Taleb, once a very successful derivative and options trader, now a professor at the University of Massachusetts, takes you on a wild and often idiosyncratic ride through financial modeling. No equations in the book, but it helps to have some basic statistics and econometric background. As close to a page-turner as a book like this can be.

Taleb writes about what he considers the total inadequacy of currently used modeling methods. This is mostly a full-steam attack on the mis-use of Gaussian methods (the Normal or Bell curve), which are the basis of modern portfolio theory, forecasting, regression and just about any statistical method that claims to be predictive. The Gaussians' small tails make it incapable of modeling anything even close to improbable. Our connected world is getting more improbable, thus these methods are increasingly wrong.

To be clear, it's not that the use of Gaussian methods are always wrong, though Taleb's style sometimes implies that.

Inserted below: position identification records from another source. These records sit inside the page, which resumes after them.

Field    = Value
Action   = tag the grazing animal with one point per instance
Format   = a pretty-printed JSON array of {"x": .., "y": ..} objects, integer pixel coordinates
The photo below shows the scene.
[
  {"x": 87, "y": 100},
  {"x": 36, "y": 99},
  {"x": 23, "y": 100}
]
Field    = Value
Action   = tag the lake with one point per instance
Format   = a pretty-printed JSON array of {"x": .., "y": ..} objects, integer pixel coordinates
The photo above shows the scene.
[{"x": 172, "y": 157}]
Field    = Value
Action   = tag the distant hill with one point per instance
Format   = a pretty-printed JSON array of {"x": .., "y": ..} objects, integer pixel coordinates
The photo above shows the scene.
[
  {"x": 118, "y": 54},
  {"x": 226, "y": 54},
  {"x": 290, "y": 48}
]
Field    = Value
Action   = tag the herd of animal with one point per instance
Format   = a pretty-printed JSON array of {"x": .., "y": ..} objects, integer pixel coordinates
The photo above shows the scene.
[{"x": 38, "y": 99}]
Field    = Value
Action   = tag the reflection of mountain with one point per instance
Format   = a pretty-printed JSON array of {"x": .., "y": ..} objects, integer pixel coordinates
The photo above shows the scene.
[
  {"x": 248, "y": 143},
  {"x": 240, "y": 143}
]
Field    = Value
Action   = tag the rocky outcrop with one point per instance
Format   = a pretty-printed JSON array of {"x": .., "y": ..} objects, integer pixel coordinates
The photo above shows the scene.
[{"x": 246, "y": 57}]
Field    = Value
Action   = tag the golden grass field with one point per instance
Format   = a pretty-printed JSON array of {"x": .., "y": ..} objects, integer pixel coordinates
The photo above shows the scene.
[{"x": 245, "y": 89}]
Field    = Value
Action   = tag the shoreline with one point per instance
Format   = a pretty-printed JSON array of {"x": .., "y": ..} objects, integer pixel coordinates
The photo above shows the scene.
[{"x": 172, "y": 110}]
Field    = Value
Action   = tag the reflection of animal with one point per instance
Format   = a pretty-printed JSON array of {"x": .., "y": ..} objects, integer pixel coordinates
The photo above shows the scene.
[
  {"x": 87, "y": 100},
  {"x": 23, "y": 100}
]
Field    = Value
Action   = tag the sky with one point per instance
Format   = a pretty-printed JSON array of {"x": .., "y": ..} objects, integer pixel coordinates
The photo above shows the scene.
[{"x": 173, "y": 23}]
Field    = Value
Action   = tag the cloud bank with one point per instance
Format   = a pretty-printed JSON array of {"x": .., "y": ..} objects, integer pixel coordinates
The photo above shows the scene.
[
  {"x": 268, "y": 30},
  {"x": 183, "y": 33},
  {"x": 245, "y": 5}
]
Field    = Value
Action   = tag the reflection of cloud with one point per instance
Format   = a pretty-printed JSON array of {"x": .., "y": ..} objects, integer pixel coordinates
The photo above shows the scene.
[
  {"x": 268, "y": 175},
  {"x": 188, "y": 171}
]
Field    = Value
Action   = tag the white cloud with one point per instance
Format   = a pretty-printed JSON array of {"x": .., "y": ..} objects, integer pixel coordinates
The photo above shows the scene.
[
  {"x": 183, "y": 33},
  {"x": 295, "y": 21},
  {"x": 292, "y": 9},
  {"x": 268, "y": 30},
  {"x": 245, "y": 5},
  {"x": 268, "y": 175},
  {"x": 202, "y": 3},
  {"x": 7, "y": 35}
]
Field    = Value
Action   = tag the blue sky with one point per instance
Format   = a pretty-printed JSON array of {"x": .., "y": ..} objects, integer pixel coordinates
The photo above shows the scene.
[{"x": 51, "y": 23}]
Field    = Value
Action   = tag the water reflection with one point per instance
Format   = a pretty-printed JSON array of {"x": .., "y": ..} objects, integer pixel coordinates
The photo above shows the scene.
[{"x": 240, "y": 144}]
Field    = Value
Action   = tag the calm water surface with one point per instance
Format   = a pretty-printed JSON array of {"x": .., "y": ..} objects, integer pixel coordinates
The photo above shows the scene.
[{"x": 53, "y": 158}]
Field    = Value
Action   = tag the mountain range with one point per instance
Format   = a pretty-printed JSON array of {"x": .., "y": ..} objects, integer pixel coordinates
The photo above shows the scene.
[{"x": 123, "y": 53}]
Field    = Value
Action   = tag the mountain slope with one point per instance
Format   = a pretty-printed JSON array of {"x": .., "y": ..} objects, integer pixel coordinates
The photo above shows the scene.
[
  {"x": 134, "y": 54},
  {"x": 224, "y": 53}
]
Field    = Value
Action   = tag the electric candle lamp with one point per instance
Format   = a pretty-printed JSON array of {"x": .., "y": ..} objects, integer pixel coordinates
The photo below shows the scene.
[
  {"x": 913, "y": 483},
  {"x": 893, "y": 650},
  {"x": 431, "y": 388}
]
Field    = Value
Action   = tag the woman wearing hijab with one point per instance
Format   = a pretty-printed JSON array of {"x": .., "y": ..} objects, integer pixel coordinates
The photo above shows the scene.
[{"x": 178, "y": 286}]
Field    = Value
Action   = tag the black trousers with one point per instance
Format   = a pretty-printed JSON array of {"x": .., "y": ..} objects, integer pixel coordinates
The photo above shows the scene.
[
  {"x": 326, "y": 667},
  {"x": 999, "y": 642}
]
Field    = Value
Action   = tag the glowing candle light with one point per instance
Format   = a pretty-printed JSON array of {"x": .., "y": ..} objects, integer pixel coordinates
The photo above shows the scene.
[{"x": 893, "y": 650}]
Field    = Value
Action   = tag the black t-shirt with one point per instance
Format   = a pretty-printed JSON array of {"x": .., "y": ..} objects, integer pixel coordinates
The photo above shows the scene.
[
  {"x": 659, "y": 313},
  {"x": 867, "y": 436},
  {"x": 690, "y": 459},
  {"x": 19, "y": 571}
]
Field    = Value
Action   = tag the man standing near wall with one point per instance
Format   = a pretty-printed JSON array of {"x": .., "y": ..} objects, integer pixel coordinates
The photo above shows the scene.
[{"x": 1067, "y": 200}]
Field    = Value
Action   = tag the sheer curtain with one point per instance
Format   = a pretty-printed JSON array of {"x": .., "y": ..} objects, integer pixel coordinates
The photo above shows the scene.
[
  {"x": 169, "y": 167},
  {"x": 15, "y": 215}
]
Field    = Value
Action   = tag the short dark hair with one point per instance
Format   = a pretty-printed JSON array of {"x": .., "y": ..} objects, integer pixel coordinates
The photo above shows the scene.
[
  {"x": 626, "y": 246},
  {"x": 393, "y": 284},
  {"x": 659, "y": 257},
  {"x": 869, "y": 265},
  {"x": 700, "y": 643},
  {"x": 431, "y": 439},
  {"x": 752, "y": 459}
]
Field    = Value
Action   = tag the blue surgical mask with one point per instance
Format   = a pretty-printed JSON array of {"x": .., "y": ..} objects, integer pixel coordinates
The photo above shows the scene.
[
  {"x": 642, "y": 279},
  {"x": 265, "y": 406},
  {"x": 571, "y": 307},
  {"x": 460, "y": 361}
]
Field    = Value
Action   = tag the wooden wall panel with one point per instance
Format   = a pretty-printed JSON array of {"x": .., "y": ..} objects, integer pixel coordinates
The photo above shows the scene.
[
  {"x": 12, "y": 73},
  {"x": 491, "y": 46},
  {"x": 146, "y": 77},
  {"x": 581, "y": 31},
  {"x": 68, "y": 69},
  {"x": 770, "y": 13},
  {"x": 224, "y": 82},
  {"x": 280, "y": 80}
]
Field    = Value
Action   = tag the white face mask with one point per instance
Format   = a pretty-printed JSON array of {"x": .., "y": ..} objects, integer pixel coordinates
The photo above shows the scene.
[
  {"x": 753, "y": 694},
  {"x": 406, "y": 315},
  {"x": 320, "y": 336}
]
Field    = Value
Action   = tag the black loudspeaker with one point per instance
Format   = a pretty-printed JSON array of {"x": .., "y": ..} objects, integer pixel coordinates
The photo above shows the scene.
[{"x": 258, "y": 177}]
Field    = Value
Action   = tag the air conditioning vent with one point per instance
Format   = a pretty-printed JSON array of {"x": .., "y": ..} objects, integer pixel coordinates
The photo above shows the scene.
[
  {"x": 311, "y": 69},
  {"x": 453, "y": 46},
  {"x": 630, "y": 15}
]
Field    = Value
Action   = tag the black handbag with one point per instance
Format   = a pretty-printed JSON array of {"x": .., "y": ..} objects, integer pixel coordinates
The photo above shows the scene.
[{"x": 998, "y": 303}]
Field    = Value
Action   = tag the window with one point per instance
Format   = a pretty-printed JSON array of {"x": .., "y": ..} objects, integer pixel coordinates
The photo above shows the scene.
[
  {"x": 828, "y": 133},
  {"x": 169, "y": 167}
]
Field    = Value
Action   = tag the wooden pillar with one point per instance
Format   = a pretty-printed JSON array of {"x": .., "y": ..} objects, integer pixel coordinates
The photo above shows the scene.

He is making the case that they have been used to underpin all of financial modeling methods, even when it makes no sense.

Along the way, Taleb tells a personal story (very unusual for a statistics book!) and trashes modern portfolio theory, Black-Scholes, Wharton, the Nobel Prize Committee, the use of narrative and most of the last twenty years of econometrics. He has received threats from the normally staid econometric community. He suggests that that Mandelbrot's scalable fractal methods are a better approach than Gaussian methods.

He says that modern practitioners of financial methods agree with him, though most academics do not. The formal methods do not work. Evidenced by the 1998 LTCM crisis, which came close to bringing down the entire global financial system. The formal methods could not deal with a 'black swan', a very improbable event by normal distribution standards.

The practitioners respond that the current portfolio risk methods are all they have today to create useful models. Mandelbrot's models do not give the predictions that current formal methods do. But if the predictions are wrong?

This is a big deal to large companie who use many techniques like forecasting, marketing mix and simulation models that are based on what Taleb is saying are flawed fundamentals in a world of increasing improbabilities. Also, WSJ Review.